Discovery of Harlequin (Hq) mice bearing a mutation in AIF gene, which results in 80% reduction of the normal AIF expression (Klein et al. 2002), brought a valuable model to study the involvement of AIF in neuronal cell death. Thus, the fact that decreased expression of AIF in Hq mice confers neuroprotection to cortical neurons exposed to glutamate in vitro provided a direct evidence for the causal involvement of apoptosis-like, AIF-dependent PCD in neuronal death, with obvious implications for the acute neuronal injuries (Cheung et al. 2005). Currently, it is, however, clear that AIF-mediated neuronal death by apoptosis-like PCD can be triggered concomi-tantly with classical apoptosis (see discussion in section "Excitotoxic Neuronal Death and Programmed Necrosis in Acute Injuries"). Indeed, ceramide, which accumulates in neurons in a variety of acute (and chronic) neurodegenerative processes, has the capacity to induce the mitochondrial release of AIF in conjunction with other, classical apoptosis-associated mitochondrial proteins (cytochrome c, Omi/HtrA2, or Smac/ DIABLO) (Stoica et al. 2005). This complexity makes it difficult to clearly distinguish between caspase-dependent and -independent PCD outcomes in this particular paradigm, and also more broadly highlights the difficulties in accurately establishing the PCD phenotype(s) involved in response to a majority of cell death triggers.

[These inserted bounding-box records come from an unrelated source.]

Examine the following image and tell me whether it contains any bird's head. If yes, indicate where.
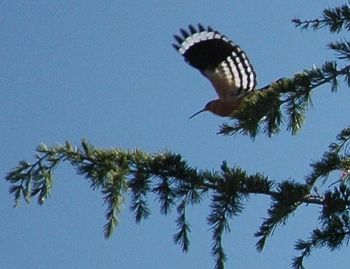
[189,100,218,119]
[190,100,241,119]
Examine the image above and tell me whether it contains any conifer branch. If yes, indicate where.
[292,4,350,33]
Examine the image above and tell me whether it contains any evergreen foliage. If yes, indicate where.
[6,4,350,269]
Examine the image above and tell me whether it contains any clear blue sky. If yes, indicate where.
[0,0,350,269]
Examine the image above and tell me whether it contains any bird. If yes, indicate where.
[173,23,257,119]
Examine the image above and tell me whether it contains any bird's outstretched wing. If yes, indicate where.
[173,24,256,102]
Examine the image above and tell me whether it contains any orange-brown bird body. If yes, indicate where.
[173,24,256,118]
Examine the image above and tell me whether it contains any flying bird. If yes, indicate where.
[173,24,256,118]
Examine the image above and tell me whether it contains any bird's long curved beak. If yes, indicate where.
[188,108,207,119]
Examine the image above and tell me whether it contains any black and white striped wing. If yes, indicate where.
[173,24,256,102]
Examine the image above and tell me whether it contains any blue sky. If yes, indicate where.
[0,0,350,269]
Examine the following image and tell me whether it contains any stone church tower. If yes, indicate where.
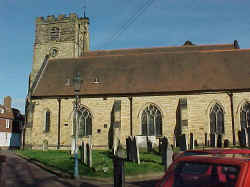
[29,13,89,87]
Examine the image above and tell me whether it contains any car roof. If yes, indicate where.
[178,154,250,165]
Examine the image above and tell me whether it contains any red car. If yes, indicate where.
[156,154,250,187]
[173,148,250,160]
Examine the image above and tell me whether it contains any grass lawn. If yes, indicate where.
[17,150,164,177]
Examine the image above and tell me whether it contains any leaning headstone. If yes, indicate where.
[113,156,125,187]
[189,133,194,150]
[224,139,229,148]
[217,134,222,147]
[43,140,48,151]
[205,133,208,147]
[86,144,92,168]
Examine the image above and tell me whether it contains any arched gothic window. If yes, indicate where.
[73,107,92,137]
[50,27,60,41]
[44,110,51,132]
[141,104,162,136]
[210,104,224,134]
[240,103,250,129]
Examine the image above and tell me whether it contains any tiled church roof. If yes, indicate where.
[32,42,250,97]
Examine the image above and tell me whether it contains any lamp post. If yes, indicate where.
[73,72,82,178]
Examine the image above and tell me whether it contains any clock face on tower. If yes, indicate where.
[49,47,59,57]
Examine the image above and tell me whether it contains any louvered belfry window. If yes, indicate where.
[50,27,60,41]
[210,104,224,134]
[73,107,92,137]
[240,103,250,129]
[141,104,162,136]
[44,111,50,132]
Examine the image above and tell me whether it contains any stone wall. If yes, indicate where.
[26,93,250,148]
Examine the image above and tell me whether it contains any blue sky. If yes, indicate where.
[0,0,250,113]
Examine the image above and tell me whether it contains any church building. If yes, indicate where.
[25,14,250,149]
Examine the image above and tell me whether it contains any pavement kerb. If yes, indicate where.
[15,153,164,184]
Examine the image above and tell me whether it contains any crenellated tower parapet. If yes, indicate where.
[30,13,89,85]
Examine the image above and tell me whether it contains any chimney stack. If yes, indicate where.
[4,96,11,110]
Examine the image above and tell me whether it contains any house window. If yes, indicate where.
[240,103,250,130]
[50,27,60,41]
[44,111,51,132]
[73,107,92,137]
[210,104,224,134]
[6,119,10,129]
[141,104,162,136]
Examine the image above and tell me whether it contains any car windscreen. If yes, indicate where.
[165,161,240,187]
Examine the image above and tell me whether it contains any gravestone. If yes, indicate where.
[113,156,125,187]
[158,138,162,154]
[147,138,153,153]
[194,140,198,147]
[86,143,92,168]
[71,138,78,155]
[133,137,140,164]
[224,139,229,148]
[43,140,49,151]
[165,146,173,171]
[178,134,187,151]
[241,129,247,147]
[161,137,173,171]
[136,136,157,148]
[244,128,248,146]
[205,133,208,147]
[210,133,216,147]
[238,130,244,147]
[161,136,168,165]
[126,137,131,161]
[217,134,222,147]
[189,133,194,150]
[246,127,250,148]
[81,141,87,164]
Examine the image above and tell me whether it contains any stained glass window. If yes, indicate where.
[44,111,50,132]
[73,107,92,137]
[210,104,224,134]
[141,104,162,136]
[240,103,250,129]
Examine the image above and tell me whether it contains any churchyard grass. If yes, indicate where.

Glutamate-induced PCD in cortical and CGN neurons has been defined as apoptosis-like PCD based on its insensitivity to caspase inhibitors and AIF translocation to the nucleus (Cheung et al. 2005; Wang et al. 2004). Such apoptosis-like PCD involves mainly the NMDA type of glutamate receptors since NMDA antagonist (MK-801) has the capacity to inhibit it, at last in vitro (Cheung et al. 2005; Wang et al. 2004). Similarly, trophic factors like hepatocyte growth factor (HCG), capable of preventing NMDA- (Ishihara et al. 2005) or glutamate-induced AIF nuclear translocation (Niimura et al. 2006), also prevent neuronal death. Most importantly, both glutamate- and NMDA-triggered apoptosis-like PCD appears Bax-independent (in contrast to caspase-dependent apoptosis), since genetic ablation of Bax does not confer neuroprotection (Cheung et al. 2005; Miller et al. 1997; Dargusch et al. 2001). Such Bax-independence is an important finding as it provides a clear-cut criterion to distinguish between apoptosis and apoptosis-like PCD, at least in this particular model of neuronal death.
In addition to these in vitro data, excitotoxic neuronal death of an apoptosis-like type via NMDA receptor activation has been convincingly demonstrated in vivo in the following acute neuronal injuries: traumatic brain injury in rat (Zhang et al. 2002), ischemia in rat and mice (Zhu et al. 2003, 2006, 2007; Cao et al. 2003b) and stroke (Plesnila et al. 2004).